Tuesday, November 10, 2009

Nobody, no, nobody, is gonna rain on my parade!

'A pirate?’
‘A squaw?’
‘Do you see feathers?’
‘Um, a Tudor lady?’
‘For goodness sake!’

‘Hang on, it’s on the tip of my tongue’, I said unconvincingly.

Hoxton Mum, looking cross, stood before me draped in a long hooded brown cloak. ‘I’m obviously a monk’, she harrumphed.

I gestured wordlessly to the scarlet corset and purple bordello skirt she wore under the open cloak, which had thrown me off the scent somewhat.

‘A tad late in the day getting to Ann’s Attic’, she said airily. ‘There wasn’t much left.’ Then she sniffed. ‘Anyway, on its own, the monk’s costume is just too brown. And brown is very last season.’

Hoxton Mum was dead excited about her first procession. ‘Last year, of course, we went away. Django was too little for all the bangy noises. And the year before…’ she sighed, ‘we were still in dear old Shoreditch, the world’s art, culture and food on our doorstep.’

‘Still’, she shook herself, ‘Bonfire’s the thing, eh? Got to get in the spirit. Corset’s a bit bally tight, though.’

It struck me on the way home that Hoxton Mum hadn’t even been to Bonfire as an observer. I gave Born-and-Bred Boy a call. He’s not been keen on fireworks since he was six and his uncle shoved a sparkler down his trousers, but he always participates out of family duty. And a chance to return the favour to his uncle.

‘It’s Hoxie’s first time. She thinks it’s going to be like the Notting Hill Carnival.’

‘It will be like that’, he said, ‘Except with less William Hagues and more flaming torches.’

‘Will you keep an eye on her?’ I asked.

‘Sure’, he said, with an evil chuckle. ‘There’ll be a few rookies with her name on.’

Clearly, Boy had been permanently scarred by his youthful experience. I rang off and called Supermum and Therapy Lass to an emergency summit in The Patisserie.

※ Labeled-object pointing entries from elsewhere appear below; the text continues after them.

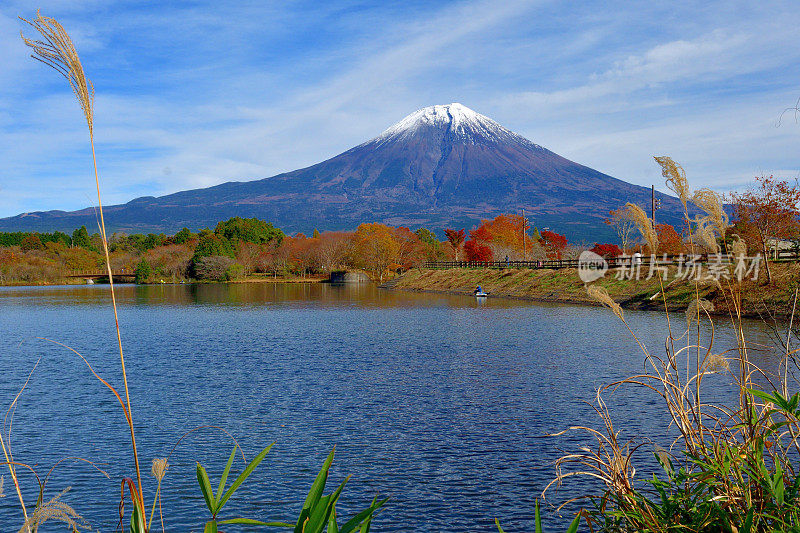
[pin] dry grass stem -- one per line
(675, 179)
(711, 203)
(56, 50)
(645, 226)
(54, 510)
(600, 294)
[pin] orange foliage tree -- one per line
(374, 247)
(456, 239)
(554, 244)
(765, 212)
(505, 236)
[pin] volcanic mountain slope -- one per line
(442, 166)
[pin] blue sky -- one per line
(195, 93)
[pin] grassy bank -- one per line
(565, 286)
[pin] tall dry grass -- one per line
(729, 467)
(55, 48)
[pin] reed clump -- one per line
(729, 467)
(55, 48)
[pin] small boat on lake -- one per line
(479, 292)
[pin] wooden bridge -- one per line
(126, 274)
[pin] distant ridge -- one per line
(441, 166)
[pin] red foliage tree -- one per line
(607, 250)
(455, 238)
(766, 212)
(554, 244)
(476, 251)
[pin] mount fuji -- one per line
(442, 166)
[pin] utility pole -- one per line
(653, 203)
(524, 248)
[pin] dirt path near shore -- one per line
(566, 286)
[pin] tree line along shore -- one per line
(566, 286)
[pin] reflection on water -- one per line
(245, 294)
(440, 402)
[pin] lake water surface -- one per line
(439, 402)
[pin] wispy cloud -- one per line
(191, 95)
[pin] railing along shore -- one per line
(613, 262)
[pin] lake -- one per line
(440, 402)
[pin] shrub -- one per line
(143, 272)
(31, 242)
(213, 268)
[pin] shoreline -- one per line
(564, 286)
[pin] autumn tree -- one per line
(375, 247)
(430, 245)
(477, 251)
(31, 242)
(768, 210)
(607, 251)
(332, 248)
(239, 229)
(81, 239)
(623, 225)
(456, 239)
(554, 244)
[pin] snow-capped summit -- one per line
(454, 120)
(443, 166)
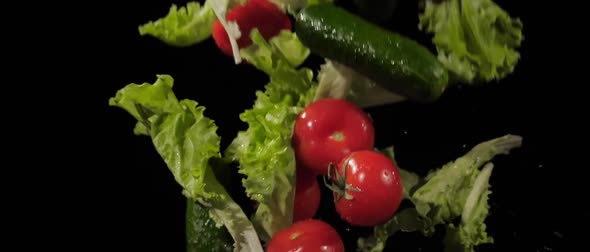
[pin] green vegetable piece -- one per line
(202, 234)
(187, 141)
(184, 26)
(396, 63)
(264, 151)
(476, 39)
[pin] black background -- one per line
(117, 194)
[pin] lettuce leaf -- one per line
(458, 189)
(187, 141)
(293, 6)
(472, 229)
(476, 39)
(445, 192)
(264, 150)
(184, 26)
(339, 81)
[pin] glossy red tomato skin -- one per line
(380, 185)
(307, 195)
(329, 129)
(261, 14)
(307, 236)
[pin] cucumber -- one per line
(201, 232)
(395, 62)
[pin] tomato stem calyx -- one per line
(338, 184)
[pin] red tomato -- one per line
(261, 14)
(374, 188)
(329, 129)
(307, 195)
(307, 236)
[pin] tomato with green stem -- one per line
(309, 235)
(367, 188)
(329, 129)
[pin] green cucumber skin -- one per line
(201, 232)
(393, 61)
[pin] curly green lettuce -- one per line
(187, 141)
(476, 40)
(184, 26)
(459, 189)
(339, 81)
(264, 151)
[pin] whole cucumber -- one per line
(201, 232)
(395, 62)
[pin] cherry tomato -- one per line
(307, 195)
(307, 236)
(329, 129)
(261, 14)
(370, 191)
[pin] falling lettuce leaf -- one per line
(184, 26)
(457, 190)
(293, 6)
(187, 141)
(476, 39)
(472, 229)
(264, 150)
(445, 192)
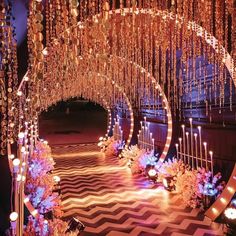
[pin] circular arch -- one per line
(179, 20)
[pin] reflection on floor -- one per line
(110, 201)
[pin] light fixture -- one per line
(230, 213)
(13, 216)
(57, 179)
(167, 183)
(16, 162)
(152, 173)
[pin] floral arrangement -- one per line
(171, 168)
(148, 159)
(187, 186)
(110, 146)
(40, 183)
(39, 188)
(138, 159)
(132, 156)
(194, 186)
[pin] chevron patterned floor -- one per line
(110, 201)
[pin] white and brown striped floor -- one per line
(110, 201)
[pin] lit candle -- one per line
(184, 147)
(211, 156)
(191, 135)
(196, 151)
(187, 140)
(205, 149)
(177, 150)
(200, 143)
(180, 148)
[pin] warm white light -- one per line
(16, 162)
(56, 178)
(13, 216)
(152, 173)
(230, 213)
(12, 156)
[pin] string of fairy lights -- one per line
(136, 53)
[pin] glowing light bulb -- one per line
(19, 93)
(13, 216)
(34, 212)
(26, 200)
(152, 173)
(230, 213)
(16, 162)
(12, 156)
(18, 177)
(57, 179)
(165, 183)
(21, 135)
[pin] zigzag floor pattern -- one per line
(110, 201)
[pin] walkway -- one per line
(109, 201)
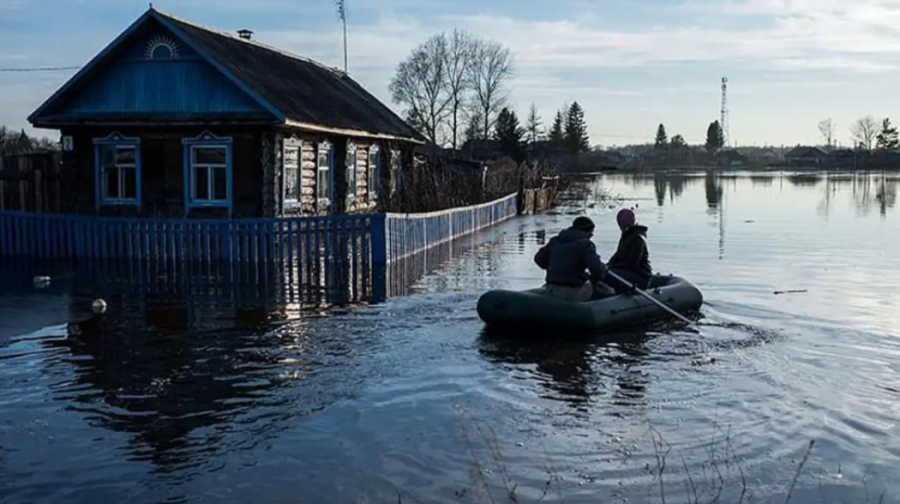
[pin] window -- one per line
(323, 175)
(119, 178)
(207, 176)
(291, 172)
(372, 175)
(352, 160)
(117, 170)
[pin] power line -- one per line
(39, 69)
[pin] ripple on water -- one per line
(410, 397)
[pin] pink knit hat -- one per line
(625, 218)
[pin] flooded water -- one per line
(185, 399)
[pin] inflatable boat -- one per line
(535, 308)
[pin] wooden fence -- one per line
(31, 182)
(409, 234)
(346, 255)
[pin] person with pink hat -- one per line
(631, 260)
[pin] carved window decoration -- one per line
(352, 164)
(372, 174)
(161, 48)
(290, 160)
(324, 158)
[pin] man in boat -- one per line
(632, 258)
(574, 269)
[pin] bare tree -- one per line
(826, 129)
(420, 85)
(489, 73)
(863, 132)
(458, 57)
(533, 125)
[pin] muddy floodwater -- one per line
(790, 392)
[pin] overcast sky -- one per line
(631, 64)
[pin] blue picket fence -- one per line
(410, 234)
(345, 253)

‘Been making torches in our back garden with the Society’, said Supermum, who was liberally doused in Eau de Paraffin. ‘Lovely community feel, the babies rolling around on the grass whilst all around people make incendiary devices.’

‘Hoxie’ll be all right if she looks like an old hand’, Therapy Lass soothed. ‘There’s always someone – not Society – who likes to startle new recruits.’

‘Rookie the rookies, you mean’, said Supermum thoughtfully, stirring her latte. ‘Still, you say she’s keeping it simple with a monk’s costume. Long as she doesn’t add anything, she’ll pass unnoticed.’

I ran back to Wallands at speed. Hoxton Mum answered the door, still in her corset. ‘Lysander rather likes it’, she said bashfully. ‘He’s suggested I wear it to cook dinner.’

I brushed her domestic peccadilloes to one side. ‘Listen Hoxie, about your costume…’

Then I noticed she was brandishing a small blue flashlight.

‘What’s that for?’

‘I’m so prepared’, she laughed, ‘I know everyone carries torches so I’ve put fresh batteries in my Maglite.’